I'm not too deeply rooted in the very formal side of static code analysis, hence this question.
A couple of years ago I read that distinguishing code from data using static code analysis is equivalent to the Halting Problem. (Citation needed, but I don't have it anymore. Stackoverflow has threads on this here or here.) At least for common computer architectures based on the Von Neumann architecture where code and data share the same memory this seemed to make sense.
Now I'm looking at the static analysis of C/C++ code and pointer analysis; the program does not execute. Somehow I have a feeling that tracking all creations and uses of pointer values statically is similar to the Halting Problem because I can not determine if a given value in memory is a pointer value, i.e. I can not track the value-flow of pointer values through memory. Alias analysis may narrow down the problem, but it seems to become less useful in the face of multi-threaded code.
(One might even consider tracking arbitrary values, not just pointers: constructing a complete value-flow for any given "interesting" value seems equivalent to the Halting Problem.)
As this is just a hunch, my question is: are the more formal findings on this that I can refer to? Am I mistaken?

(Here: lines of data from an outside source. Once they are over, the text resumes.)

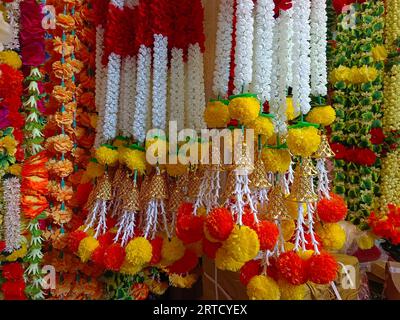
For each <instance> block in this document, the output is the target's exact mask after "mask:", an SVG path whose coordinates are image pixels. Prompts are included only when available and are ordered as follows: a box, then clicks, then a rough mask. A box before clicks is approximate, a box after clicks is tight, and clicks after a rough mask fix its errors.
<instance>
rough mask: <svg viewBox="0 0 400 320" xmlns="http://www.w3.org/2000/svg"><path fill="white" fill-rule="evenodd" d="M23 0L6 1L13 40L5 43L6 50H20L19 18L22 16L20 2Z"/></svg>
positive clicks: (6, 8) (9, 24)
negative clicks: (6, 1) (20, 9)
mask: <svg viewBox="0 0 400 320" xmlns="http://www.w3.org/2000/svg"><path fill="white" fill-rule="evenodd" d="M21 2H22V0H14V1H13V2H11V3H6V4H5V7H6V12H7V18H8V22H9V25H10V27H11V33H12V36H11V41H10V42H9V43H7V44H5V45H4V48H5V49H6V50H19V49H20V43H19V19H20V17H21V11H20V3H21Z"/></svg>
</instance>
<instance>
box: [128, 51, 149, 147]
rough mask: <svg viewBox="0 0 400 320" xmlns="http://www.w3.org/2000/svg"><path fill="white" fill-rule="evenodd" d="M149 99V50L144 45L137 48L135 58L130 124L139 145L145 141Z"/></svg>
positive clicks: (133, 134)
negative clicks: (133, 100) (134, 96)
mask: <svg viewBox="0 0 400 320" xmlns="http://www.w3.org/2000/svg"><path fill="white" fill-rule="evenodd" d="M150 99H151V49H150V48H147V47H146V46H144V45H141V46H140V48H139V53H138V58H137V80H136V101H135V116H134V122H133V123H131V126H132V127H133V128H132V131H133V136H134V138H135V139H136V140H138V141H139V142H140V143H144V140H145V139H146V128H147V121H148V119H149V118H150V114H149V112H148V106H149V105H150V103H149V100H150Z"/></svg>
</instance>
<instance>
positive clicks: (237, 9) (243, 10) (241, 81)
mask: <svg viewBox="0 0 400 320" xmlns="http://www.w3.org/2000/svg"><path fill="white" fill-rule="evenodd" d="M253 7H254V3H253V0H237V6H236V50H235V64H236V68H235V79H234V85H235V90H234V93H235V94H238V93H240V92H242V91H243V92H247V91H248V90H249V85H250V83H251V82H252V78H253V31H254V18H253Z"/></svg>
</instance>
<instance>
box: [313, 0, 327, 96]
mask: <svg viewBox="0 0 400 320" xmlns="http://www.w3.org/2000/svg"><path fill="white" fill-rule="evenodd" d="M327 22H328V17H327V12H326V0H312V1H311V94H312V95H314V96H326V95H327V93H328V92H327V90H328V89H327V85H328V81H327V66H326V63H327V61H326V41H327V31H328V27H327Z"/></svg>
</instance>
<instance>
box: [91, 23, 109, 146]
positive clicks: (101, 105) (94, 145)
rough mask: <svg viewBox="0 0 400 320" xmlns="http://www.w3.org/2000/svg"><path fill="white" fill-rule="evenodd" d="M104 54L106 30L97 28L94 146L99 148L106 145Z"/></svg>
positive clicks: (106, 76)
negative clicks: (104, 47)
mask: <svg viewBox="0 0 400 320" xmlns="http://www.w3.org/2000/svg"><path fill="white" fill-rule="evenodd" d="M103 54H104V28H103V27H102V26H97V28H96V76H95V81H96V93H95V102H96V109H97V112H98V120H97V128H96V138H95V143H94V146H95V148H98V147H99V146H100V145H101V144H103V143H105V142H106V141H105V140H104V136H103V122H104V108H105V103H106V82H107V76H106V69H105V67H104V66H103V64H102V62H101V61H102V59H103Z"/></svg>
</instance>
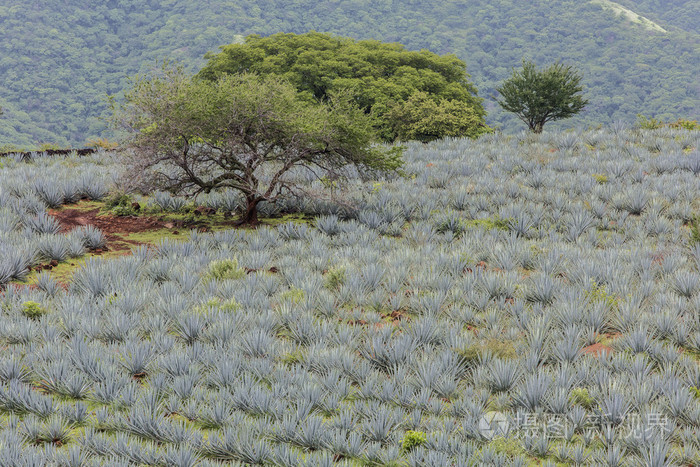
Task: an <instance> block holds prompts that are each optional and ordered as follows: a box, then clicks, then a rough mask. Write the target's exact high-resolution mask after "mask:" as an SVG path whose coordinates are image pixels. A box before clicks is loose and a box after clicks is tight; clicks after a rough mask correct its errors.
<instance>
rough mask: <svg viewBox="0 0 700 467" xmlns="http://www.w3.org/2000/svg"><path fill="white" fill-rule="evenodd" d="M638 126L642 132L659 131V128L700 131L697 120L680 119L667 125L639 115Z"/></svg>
mask: <svg viewBox="0 0 700 467" xmlns="http://www.w3.org/2000/svg"><path fill="white" fill-rule="evenodd" d="M637 126H638V127H639V128H641V129H642V130H657V129H659V128H665V127H668V128H675V129H677V130H689V131H694V130H700V123H698V122H697V121H696V120H687V119H682V118H679V119H678V120H676V121H675V122H669V123H665V122H663V121H662V120H657V119H655V118H648V117H645V116H644V115H642V114H638V115H637Z"/></svg>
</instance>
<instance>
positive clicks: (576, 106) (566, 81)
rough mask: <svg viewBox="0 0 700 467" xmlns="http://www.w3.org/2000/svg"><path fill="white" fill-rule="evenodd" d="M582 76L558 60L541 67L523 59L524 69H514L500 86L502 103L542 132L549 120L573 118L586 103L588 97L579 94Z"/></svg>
mask: <svg viewBox="0 0 700 467" xmlns="http://www.w3.org/2000/svg"><path fill="white" fill-rule="evenodd" d="M581 78H582V77H581V75H580V74H579V73H578V72H577V71H575V70H574V69H573V68H572V67H571V66H565V65H563V64H561V63H555V64H553V65H550V66H548V67H545V68H544V69H542V70H538V69H537V68H536V67H535V64H534V63H533V62H530V61H527V60H523V69H522V71H520V72H518V71H516V70H513V73H512V75H511V77H510V78H508V79H507V80H505V81H504V82H503V84H502V85H501V86H500V87H499V88H498V89H497V90H498V92H499V93H500V94H501V96H502V99H501V100H499V101H498V104H499V105H500V106H501V107H503V109H504V110H506V111H508V112H513V113H514V114H516V115H517V116H518V118H519V119H521V120H522V121H523V122H525V123H526V124H527V126H528V128H529V129H530V130H531V131H533V132H535V133H541V132H542V129H543V128H544V124H545V123H547V122H550V121H554V120H561V119H563V118H569V117H571V116H573V115H576V114H577V113H579V112H580V111H581V110H583V108H584V107H585V106H586V104H587V103H588V101H587V100H586V99H584V98H583V97H582V96H581V95H580V94H579V93H580V92H581V91H583V87H582V86H581Z"/></svg>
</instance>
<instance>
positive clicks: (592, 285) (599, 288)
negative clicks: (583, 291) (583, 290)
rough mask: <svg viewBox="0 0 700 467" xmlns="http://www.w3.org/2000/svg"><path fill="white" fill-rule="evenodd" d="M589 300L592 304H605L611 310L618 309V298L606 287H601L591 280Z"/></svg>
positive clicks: (590, 283)
mask: <svg viewBox="0 0 700 467" xmlns="http://www.w3.org/2000/svg"><path fill="white" fill-rule="evenodd" d="M587 299H588V300H589V301H591V302H603V303H605V304H606V305H607V306H608V307H609V308H617V305H618V298H617V296H615V295H612V294H610V293H609V292H608V291H607V289H606V288H605V286H604V285H599V284H597V283H596V282H595V281H593V279H591V283H590V287H589V289H588V291H587Z"/></svg>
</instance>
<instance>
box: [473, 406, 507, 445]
mask: <svg viewBox="0 0 700 467" xmlns="http://www.w3.org/2000/svg"><path fill="white" fill-rule="evenodd" d="M508 427H509V424H508V418H507V417H506V416H505V415H504V414H502V413H501V412H487V413H486V414H485V415H484V416H483V417H481V419H480V420H479V432H480V433H481V434H482V435H483V436H484V438H486V439H493V438H495V437H496V436H505V435H506V434H507V433H508Z"/></svg>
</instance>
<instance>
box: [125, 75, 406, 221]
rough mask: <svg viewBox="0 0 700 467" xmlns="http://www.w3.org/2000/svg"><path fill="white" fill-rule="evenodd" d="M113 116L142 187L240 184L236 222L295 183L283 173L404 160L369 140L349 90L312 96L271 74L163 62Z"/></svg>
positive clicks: (134, 169) (227, 187)
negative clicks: (346, 94) (239, 198)
mask: <svg viewBox="0 0 700 467" xmlns="http://www.w3.org/2000/svg"><path fill="white" fill-rule="evenodd" d="M115 123H117V124H118V125H119V126H120V127H121V128H124V129H126V130H127V133H128V138H127V139H126V140H125V141H124V144H123V145H122V146H123V147H124V149H126V150H127V154H128V164H129V166H130V167H129V174H130V176H132V177H134V178H139V179H140V180H139V181H140V182H141V185H142V186H143V187H145V188H147V189H164V190H168V191H170V192H173V193H179V194H186V195H197V194H198V193H202V192H206V193H208V192H211V191H214V190H218V189H223V188H229V189H233V190H238V191H239V192H240V193H242V195H243V196H244V198H245V209H244V212H243V213H242V216H241V218H240V222H241V223H249V224H254V223H257V221H258V218H257V206H258V204H259V203H260V202H261V201H269V202H274V201H275V200H277V199H278V198H279V197H280V196H284V195H286V194H288V193H295V192H298V190H300V189H301V186H300V185H299V184H298V182H297V181H296V180H297V178H295V177H290V176H289V175H290V172H291V171H293V170H294V169H298V168H305V169H308V170H311V171H313V173H314V174H317V176H319V177H329V178H333V179H338V178H342V176H344V175H345V174H347V170H345V169H347V168H349V167H352V168H357V169H360V170H362V171H369V172H375V171H394V170H396V169H397V168H398V167H399V166H400V164H401V158H400V155H401V148H399V147H387V146H383V145H378V144H375V141H376V140H377V136H376V131H375V129H374V127H373V122H372V119H371V118H370V117H369V116H368V115H367V114H365V112H363V111H362V110H361V109H359V108H358V107H357V105H355V104H354V103H353V102H351V101H350V100H349V99H347V98H346V96H343V95H329V98H328V99H327V100H325V101H324V102H323V103H320V104H318V103H311V102H309V101H308V100H307V99H305V98H304V97H303V96H301V94H300V93H299V92H298V91H297V90H296V89H295V87H294V86H292V85H291V84H289V83H287V82H286V81H285V80H284V79H282V78H280V77H276V76H257V75H254V74H251V73H242V74H233V75H227V76H223V77H221V78H220V79H217V80H215V81H208V80H203V79H200V78H196V77H195V78H192V77H190V76H189V75H187V74H186V73H185V72H183V71H182V69H179V68H172V67H164V69H163V70H162V71H161V72H159V73H155V74H152V75H148V76H143V77H136V78H134V79H133V81H132V86H131V88H130V89H129V90H128V91H127V92H126V94H125V103H124V104H123V105H122V106H121V107H120V108H118V109H117V111H116V113H115Z"/></svg>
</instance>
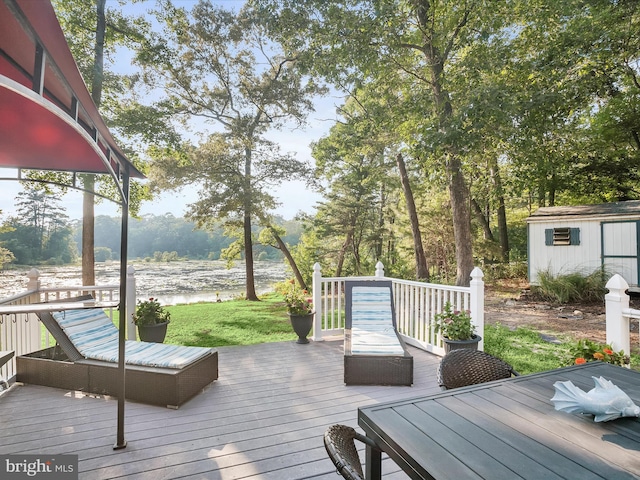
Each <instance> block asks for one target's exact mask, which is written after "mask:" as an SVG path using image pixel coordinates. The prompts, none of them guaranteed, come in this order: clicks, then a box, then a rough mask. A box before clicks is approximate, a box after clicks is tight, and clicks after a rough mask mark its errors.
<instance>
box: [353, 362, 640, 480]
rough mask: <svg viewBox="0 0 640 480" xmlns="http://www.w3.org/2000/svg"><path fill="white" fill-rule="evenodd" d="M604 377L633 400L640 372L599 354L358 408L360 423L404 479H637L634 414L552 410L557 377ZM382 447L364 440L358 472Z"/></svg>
mask: <svg viewBox="0 0 640 480" xmlns="http://www.w3.org/2000/svg"><path fill="white" fill-rule="evenodd" d="M594 376H595V377H600V376H603V377H604V378H606V379H607V380H611V381H612V382H613V383H614V384H615V385H617V386H618V387H620V388H621V389H622V390H623V391H624V392H625V393H627V394H628V395H629V397H631V399H632V400H633V401H634V402H635V403H636V405H639V406H640V373H638V372H636V371H634V370H630V369H627V368H623V367H618V366H613V365H610V364H607V363H602V362H589V363H587V364H583V365H578V366H572V367H565V368H560V369H557V370H551V371H547V372H542V373H537V374H533V375H524V376H520V377H515V378H511V379H507V380H500V381H496V382H490V383H485V384H480V385H473V386H469V387H464V388H458V389H453V390H447V391H443V392H440V393H437V394H434V395H431V396H426V397H420V398H414V399H410V400H402V401H397V402H387V403H382V404H378V405H375V406H369V407H361V408H359V409H358V423H359V425H360V426H361V427H362V429H363V430H364V432H365V433H366V435H367V436H368V437H370V438H372V439H373V440H374V441H375V442H376V444H378V446H379V447H380V448H381V449H382V450H383V451H384V452H385V453H386V454H387V455H389V457H390V458H391V459H393V460H394V461H395V462H396V463H397V464H398V465H399V466H400V467H401V468H402V469H403V470H404V471H405V472H406V473H407V474H408V475H409V476H410V477H411V478H418V479H491V480H500V479H505V480H513V479H515V478H526V479H532V480H540V479H576V480H578V479H579V480H587V479H607V480H613V479H632V478H634V479H638V478H640V420H639V419H636V418H618V419H615V420H612V421H609V422H599V423H596V422H594V421H593V416H592V415H585V414H573V413H567V412H562V411H556V410H555V409H554V404H553V402H551V400H550V399H551V397H553V395H554V393H555V390H554V388H553V384H554V383H555V382H556V381H565V380H571V381H572V382H573V383H574V384H575V385H576V386H577V387H579V388H581V389H582V390H584V391H589V390H591V389H592V388H594V382H593V379H592V377H594ZM380 464H381V456H380V454H379V453H377V452H376V451H375V449H372V448H370V447H367V455H366V467H365V468H366V477H367V478H368V479H377V478H380V471H381V466H380Z"/></svg>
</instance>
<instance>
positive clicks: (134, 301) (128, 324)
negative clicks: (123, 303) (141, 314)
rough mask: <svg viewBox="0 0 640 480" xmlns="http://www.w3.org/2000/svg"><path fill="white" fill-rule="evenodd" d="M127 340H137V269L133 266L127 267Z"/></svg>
mask: <svg viewBox="0 0 640 480" xmlns="http://www.w3.org/2000/svg"><path fill="white" fill-rule="evenodd" d="M126 303H127V338H128V339H129V340H136V324H135V323H133V314H134V313H135V311H136V269H135V268H134V266H133V265H129V266H128V267H127V302H126Z"/></svg>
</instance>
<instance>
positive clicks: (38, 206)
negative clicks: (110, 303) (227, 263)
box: [0, 190, 302, 265]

It's almost certainly equivalent, modulo the fact that C is not a turing-equivalent language (a given C implementation is a gigantic finite state machine rather than a turing machine, due to the Representation of Types). Pointers need not be kept in their original representations in objects whose effective type is pointer type; you can examine the representation and perform arbitrary operations on it, for example, encrypting pointers and decrypting them later. Determining whether an arbitrary computation is reversible, or whether two computations are inverses of one another, is (offhand) probably equivalent to determining halting.